I want it! Google answers.
It is worth it to mention that Google includes in its algorithm multiple variables like geolocation, search habits, activity in other Google services (Picasa, Google Plus, YouTube…), etc. that makes the order of the results personalized for every user. So with that, there could be some differences from our vision and yours, but in no case does there exist a manipulation of the results.
“Frustration” is maybe the best word to describe the emotion we feel when we see the results. It does not matter that the results are prioritized by “Web” or “Images”. In the first 5 pages there is no dresses that look alike.

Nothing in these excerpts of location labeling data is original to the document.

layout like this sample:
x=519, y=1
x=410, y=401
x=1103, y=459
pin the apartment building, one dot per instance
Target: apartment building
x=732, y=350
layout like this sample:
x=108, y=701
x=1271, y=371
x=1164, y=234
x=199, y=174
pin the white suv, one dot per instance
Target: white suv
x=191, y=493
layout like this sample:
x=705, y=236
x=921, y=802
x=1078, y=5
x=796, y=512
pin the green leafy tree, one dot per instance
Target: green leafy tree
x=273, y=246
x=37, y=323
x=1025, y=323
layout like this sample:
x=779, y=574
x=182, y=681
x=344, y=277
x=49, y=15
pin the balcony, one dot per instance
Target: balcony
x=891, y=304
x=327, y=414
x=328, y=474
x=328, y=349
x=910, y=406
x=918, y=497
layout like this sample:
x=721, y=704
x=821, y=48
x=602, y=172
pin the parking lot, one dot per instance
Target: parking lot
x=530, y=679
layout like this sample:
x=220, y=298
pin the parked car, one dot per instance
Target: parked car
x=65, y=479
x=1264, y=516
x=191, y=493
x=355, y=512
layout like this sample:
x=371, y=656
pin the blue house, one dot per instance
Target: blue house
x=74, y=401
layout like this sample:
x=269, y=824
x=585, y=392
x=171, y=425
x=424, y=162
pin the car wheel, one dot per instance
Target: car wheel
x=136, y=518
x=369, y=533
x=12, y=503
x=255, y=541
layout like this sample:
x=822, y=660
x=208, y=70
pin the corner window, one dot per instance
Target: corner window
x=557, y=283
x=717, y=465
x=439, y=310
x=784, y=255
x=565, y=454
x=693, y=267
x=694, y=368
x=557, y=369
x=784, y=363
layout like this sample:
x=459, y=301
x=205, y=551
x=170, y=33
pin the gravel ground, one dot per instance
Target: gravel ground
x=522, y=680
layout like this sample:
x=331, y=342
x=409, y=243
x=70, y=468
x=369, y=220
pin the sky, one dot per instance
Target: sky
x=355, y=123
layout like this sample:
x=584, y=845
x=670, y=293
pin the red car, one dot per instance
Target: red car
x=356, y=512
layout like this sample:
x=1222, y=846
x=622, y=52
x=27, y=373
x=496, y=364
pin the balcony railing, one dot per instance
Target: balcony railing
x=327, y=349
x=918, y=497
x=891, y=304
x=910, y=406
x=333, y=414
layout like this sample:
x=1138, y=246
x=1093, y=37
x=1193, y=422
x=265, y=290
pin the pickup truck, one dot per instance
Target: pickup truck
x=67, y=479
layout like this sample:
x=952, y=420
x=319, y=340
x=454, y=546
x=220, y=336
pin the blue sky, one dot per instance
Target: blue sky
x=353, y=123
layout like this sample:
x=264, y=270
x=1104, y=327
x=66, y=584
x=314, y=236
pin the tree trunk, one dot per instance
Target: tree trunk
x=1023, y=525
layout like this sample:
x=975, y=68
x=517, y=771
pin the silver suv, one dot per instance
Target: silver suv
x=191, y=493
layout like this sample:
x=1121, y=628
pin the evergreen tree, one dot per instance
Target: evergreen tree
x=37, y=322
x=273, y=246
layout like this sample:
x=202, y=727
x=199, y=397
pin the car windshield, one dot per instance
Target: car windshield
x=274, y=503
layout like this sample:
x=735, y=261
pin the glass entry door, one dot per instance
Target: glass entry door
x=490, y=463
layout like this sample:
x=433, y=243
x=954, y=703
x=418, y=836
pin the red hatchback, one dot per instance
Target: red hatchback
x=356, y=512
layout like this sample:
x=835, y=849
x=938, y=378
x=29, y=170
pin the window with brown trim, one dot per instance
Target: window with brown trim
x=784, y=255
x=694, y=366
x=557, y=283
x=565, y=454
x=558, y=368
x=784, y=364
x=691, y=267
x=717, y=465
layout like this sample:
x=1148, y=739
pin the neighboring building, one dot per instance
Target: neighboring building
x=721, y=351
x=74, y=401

Something similar happens when semantic searches are made in an ecommerce. Finding the exact word is almost mission impossible. Though in these cases, as tiresome as it looks, it is always more effective to navigate over categories and use the different filter options. Though the time inversion invested in the search is not always compensated.
And it is that the principal handicap of the semantic search engines is “finding” the exact words to find our objective: finding the dress from the image. Why? There are as many descriptions as perceptions.
Why don’t we use Google’s image search engine?
Since we start from an image, maybe this would be the next logical step. Google Image allows us to find information about an image in the web. So that we will know in a matter of seconds which sites that image has been used. With almost complete security, we will get to the ecommerce where it is sold thanks to the ‘Shopping’ classifier.
But what would happen if instead of being a photo from Irina Shayk, it is from an anonymous person? And if we wanted to begin a search starting from a capture from our mobile devices? Google Image’s answer will always be “This image has not been found in other sizes”.
The specialization and optimization of the search engines
Since Google’s apparition in 1998, the investigation and development of the search engine has been changing the way users understand the Web’s search on the Internet by adding new technologies, services and offering advanced search possibilities. Though Google is still the principal search engine, new propositions are gaining strength like the specialized comparative type search engines (insurances, flights, hotels, financial products, etc) or the search engines for mobile devices.
We capture what we like basically to share it in our social networks in search of interaction (Likes, retweets, comments, share…). The smartphones and social networks are changing our habits marking a before and after in the way of communicating, relating, shopping (social shopping, showrooming, visual shopping) and even searching.
The search engines are in constant evolution, adapting to the user’s necessities and the new tendencies of the information society. It is here that the visual search engines have a great part to develop. Although the effectiveness of the visual search engines is now a little bit doubtful, we recall that this was the case for Google’s semantic search engine at the beginning.
The development and perfecting of the images visual recognition technology is the key to make the efficiency for visual searches better, especially for very visually strict industries like fashion. A time will come in which it would be possible to buy a look from a capture or photo in a matter of seconds and without human interaction in an ecommerce or market place. Although this is possible now, the results do not always fulfill the consumer’s expectation. Visual search has a great potential, but there is still a long way to go.